Toute la démonstration de ce monsieur part de l’hypothèse erronée de l’accroissement des problèmes de sécurité sur la commune de Vénissieux, propos démentis par les statistiques du ministère de l’intérieur.

Lorsque l’on est conseiller municipal, même d’opposition, même minoritaire, la déontologie s’impose. Le développement d’un argumentaire sur la base de propos mensongers est une faute politique grave qui n’aura échappé à personne et convaincu personne. Dès lors, on peut supposer que cette stratégie du mensonge vise d’autres objectifs. Là où, depuis des décennies, élus communistes et républicains, associations, réseau éducatif, habitants impliqués, sans oublier les agents de la fonction publique territoriale (PM, éducateurs, animateurs jeunesse, agents culturels, etc.) et nationale (policiers, enseignants, etc.) s’unissent pour tisser les liens nécessaires au mieux vivre ensemble, le groupe les Républicains choisit la stratégie de la peur.

Notre orateur aurait-il voulu surfer sur la vague de Manuel Valls et espérer profiter de la stratégie de la tension en vogue dans le contexte de la loi travail ?

Les propos insultants, coutumiers des interventions de Girard à l’égard de notre politique municipale, ont connu, ce soir-là, un dérapage sans précédent, semant le malaise dans la salle du conseil municipal.

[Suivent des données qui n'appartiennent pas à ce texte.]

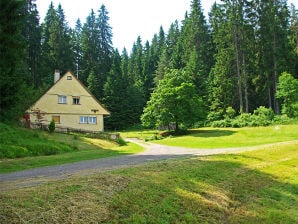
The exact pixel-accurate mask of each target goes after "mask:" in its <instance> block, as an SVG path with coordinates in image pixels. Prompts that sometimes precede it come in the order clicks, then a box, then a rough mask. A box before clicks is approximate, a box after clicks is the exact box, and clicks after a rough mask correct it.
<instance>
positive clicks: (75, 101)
mask: <svg viewBox="0 0 298 224" xmlns="http://www.w3.org/2000/svg"><path fill="white" fill-rule="evenodd" d="M72 104H75V105H79V104H80V97H79V96H73V97H72Z"/></svg>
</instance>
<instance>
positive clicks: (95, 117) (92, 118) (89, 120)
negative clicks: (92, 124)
mask: <svg viewBox="0 0 298 224" xmlns="http://www.w3.org/2000/svg"><path fill="white" fill-rule="evenodd" d="M88 124H97V117H96V116H92V117H91V116H90V117H88Z"/></svg>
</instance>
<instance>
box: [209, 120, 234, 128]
mask: <svg viewBox="0 0 298 224" xmlns="http://www.w3.org/2000/svg"><path fill="white" fill-rule="evenodd" d="M211 127H213V128H225V127H231V122H230V120H229V119H223V120H219V121H213V122H211Z"/></svg>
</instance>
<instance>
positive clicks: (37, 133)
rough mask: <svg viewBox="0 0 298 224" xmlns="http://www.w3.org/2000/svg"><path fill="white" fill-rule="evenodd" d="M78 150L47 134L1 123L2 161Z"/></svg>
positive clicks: (0, 133) (0, 132) (0, 125)
mask: <svg viewBox="0 0 298 224" xmlns="http://www.w3.org/2000/svg"><path fill="white" fill-rule="evenodd" d="M77 150H78V148H77V147H76V145H74V144H65V143H63V142H57V141H54V140H53V139H49V138H48V137H47V134H46V133H41V132H38V131H36V130H35V131H34V130H28V129H22V128H14V127H10V126H8V125H6V124H3V123H0V159H1V158H20V157H26V156H40V155H54V154H59V153H65V152H70V151H77Z"/></svg>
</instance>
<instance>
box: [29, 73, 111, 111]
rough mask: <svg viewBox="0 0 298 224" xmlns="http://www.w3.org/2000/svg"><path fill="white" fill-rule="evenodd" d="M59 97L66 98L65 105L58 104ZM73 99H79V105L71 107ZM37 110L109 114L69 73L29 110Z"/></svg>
mask: <svg viewBox="0 0 298 224" xmlns="http://www.w3.org/2000/svg"><path fill="white" fill-rule="evenodd" d="M59 96H66V97H67V102H66V104H59V102H58V97H59ZM73 97H80V104H79V105H73ZM37 108H38V109H40V110H42V111H45V112H47V113H72V114H91V113H96V114H103V115H109V114H110V112H109V111H108V110H107V109H106V108H105V107H104V106H103V105H101V103H100V102H99V101H98V100H97V99H96V98H95V97H94V95H93V94H92V93H91V92H90V91H89V90H88V89H87V88H86V87H85V86H84V85H83V84H82V83H81V81H80V80H78V79H77V78H76V76H75V75H74V74H73V73H72V72H70V71H69V72H67V73H66V74H64V75H63V76H62V77H61V78H60V79H59V80H58V81H57V82H56V83H55V84H54V85H53V86H52V87H51V88H50V89H49V90H48V91H47V92H46V93H45V94H44V95H43V96H42V97H41V98H40V99H39V100H38V101H37V102H36V103H35V104H33V106H32V107H31V108H30V109H37Z"/></svg>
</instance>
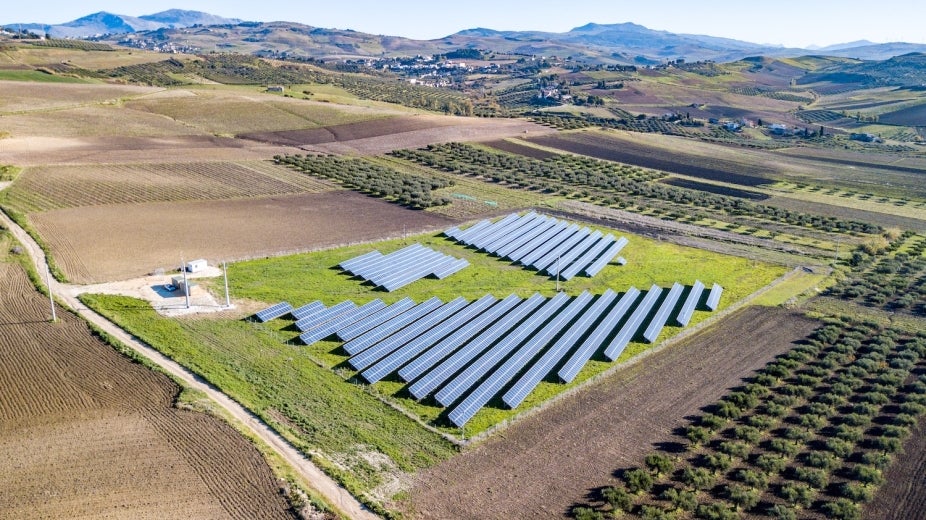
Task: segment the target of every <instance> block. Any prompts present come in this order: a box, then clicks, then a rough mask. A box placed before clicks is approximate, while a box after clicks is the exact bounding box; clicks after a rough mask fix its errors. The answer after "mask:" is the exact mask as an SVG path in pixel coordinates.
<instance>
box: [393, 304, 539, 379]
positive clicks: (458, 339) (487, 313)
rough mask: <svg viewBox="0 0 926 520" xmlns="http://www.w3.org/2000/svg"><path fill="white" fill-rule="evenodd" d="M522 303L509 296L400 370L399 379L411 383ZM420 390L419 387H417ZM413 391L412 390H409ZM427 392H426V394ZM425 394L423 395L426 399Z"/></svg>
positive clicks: (437, 344) (469, 322) (449, 335)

Maladresse de l’orateur ou acte conscient, ce sont les 42.85 % d’électeurs de Michèle Picard qui ont été attaqués et remis en cause dans une petite phrase qui restera dans les mémoires comme une insulte à la souveraineté citoyenne en parlant de la double peine concernant la réélection de Michèle Picard et de l’accroissement de l’insécurité.

Tout aussi grave, la majeure partie de cette intervention laisse une impression de suspicion vis-à-vis de l’impartialité et du professionnalisme de la police municipale en utilisant des exemples anecdotiques, non mesurables et non quantifiables ou pire, en contestant des interventions strictement règlementaires et conformes au droit.

Enfin, l’amalgame entre les missions de la police nationale et la police municipale montre soit la parfaite ignorance des institutions de monsieur Girard, soit son désir de créer la confusion et le mécontentement.

Après la stratégie de la peur, jeter l’opprobre sur notre police municipale c’est souffler le chaud et le froid, attitude irresponsable d’un conseiller municipal, à mille lieues de la mobilisation de tous les partenaires du vivre ensemble.